Birleşik demokrasi ve vicdan cephesi otokratik iktidarları zorlar, seçimi zorlar, seçimin ve geleceğin garantisi olur. Gelecek bu şekilde kurulabilir. Toplumun geleceğini aramaktan kaçınıyor olmasının, sahaya inmemesinin nedeni böyle bir yapılanmanın olmamasıdır. Geleceğini ve demokrasisini arayan bir toplum yaratmak istiyorsak birleşik demokrasi ve vicdan cephesini gerçekleştirmeliyiz.
Ana muhalefet ve muhalefet, birleşik demokrasi ve vicdan cephesine öncülük etmezse, sadece seçimlerden ibaret bir birlikteliği savunursa, Kürtleri, HDP’yi ve ötekileri görmezden meseleye yaklaşırsa, demokrasiyi yeniden kazanmak mümkün olmuyor.

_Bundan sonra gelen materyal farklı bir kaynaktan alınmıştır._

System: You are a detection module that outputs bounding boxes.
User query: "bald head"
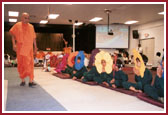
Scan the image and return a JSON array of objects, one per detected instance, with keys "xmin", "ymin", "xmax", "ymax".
[{"xmin": 21, "ymin": 12, "xmax": 29, "ymax": 24}]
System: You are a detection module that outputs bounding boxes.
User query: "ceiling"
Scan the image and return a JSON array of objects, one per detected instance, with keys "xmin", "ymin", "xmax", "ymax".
[{"xmin": 4, "ymin": 4, "xmax": 164, "ymax": 24}]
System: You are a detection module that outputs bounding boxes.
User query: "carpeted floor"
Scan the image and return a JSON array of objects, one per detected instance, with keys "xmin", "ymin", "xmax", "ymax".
[
  {"xmin": 5, "ymin": 68, "xmax": 164, "ymax": 112},
  {"xmin": 4, "ymin": 68, "xmax": 66, "ymax": 111}
]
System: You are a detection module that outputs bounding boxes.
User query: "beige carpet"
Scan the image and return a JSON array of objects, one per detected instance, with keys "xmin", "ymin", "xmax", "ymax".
[{"xmin": 35, "ymin": 68, "xmax": 163, "ymax": 112}]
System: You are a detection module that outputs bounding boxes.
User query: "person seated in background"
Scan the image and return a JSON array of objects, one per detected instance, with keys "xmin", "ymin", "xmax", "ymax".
[
  {"xmin": 110, "ymin": 59, "xmax": 128, "ymax": 88},
  {"xmin": 152, "ymin": 52, "xmax": 162, "ymax": 70},
  {"xmin": 84, "ymin": 53, "xmax": 89, "ymax": 68},
  {"xmin": 130, "ymin": 55, "xmax": 134, "ymax": 64},
  {"xmin": 43, "ymin": 52, "xmax": 50, "ymax": 71},
  {"xmin": 11, "ymin": 55, "xmax": 17, "ymax": 67},
  {"xmin": 4, "ymin": 54, "xmax": 12, "ymax": 67},
  {"xmin": 81, "ymin": 51, "xmax": 113, "ymax": 86},
  {"xmin": 61, "ymin": 51, "xmax": 78, "ymax": 76},
  {"xmin": 123, "ymin": 52, "xmax": 129, "ymax": 64},
  {"xmin": 71, "ymin": 57, "xmax": 87, "ymax": 80},
  {"xmin": 144, "ymin": 57, "xmax": 164, "ymax": 103},
  {"xmin": 123, "ymin": 50, "xmax": 152, "ymax": 93},
  {"xmin": 136, "ymin": 44, "xmax": 143, "ymax": 55}
]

Ya çatışacağız ya birlikte yaşayacağız
Çok kötü günler içindeyiz, bunu hepimiz biliyoruz. Fiilen bir iç çatışma yaşamıyoruz, politik görüş ayrılıkları nedeniyle fiili silahlı bir iç savaş yaşanmıyor ama çok tehlikeli bir savaş yaşanıyor: Zihinlerde. Zihinlerde bir iç savaş yaşanıyor, psikolojilerde bir iç savaş yaşanıyor, bu durum kötü ötesi bir şey..
Orman yangınları zihin yangınlarına dönüşmüş durumda, zihinlerde çok fazla çatışma ve hesaplaşma birikmiş durumda, zihinlerdeki çatışmanın, kutuplaşmanın, fiiliyata dökülmesi durumunda inanılmaz sonuçlarla karşılaşacağımız açıktır. Ana muhalefet ve tüm muhalefet, toplumun psikolojisindeki, zihnindeki çatışmanın fiiliyata dökülmesini engelleyecek siyasayı ve yapıyı oluşturmak durumundadır.
Kuvvetli bir muhalefet cephesi iktidarın hareket alanını sınırlar. Eğer birbirinin yüzüne bakmayacaksa bu toplum kavga devam edebilir, aramıza bir duvar örmeyeceğimize göre ya birlikte yaşayacağız ya da çatışacağız. Çatışma istemiyorsak, birlikte yaşamak istiyorsak bu zihinsel savaşın içinden çıkacak siyaseti geliştirmek durumundayız.
*2 Ağustos 2021 tarihli Açık Radyo Ali Bilge ile Ekonomi Politik'ten özetlenmiştir.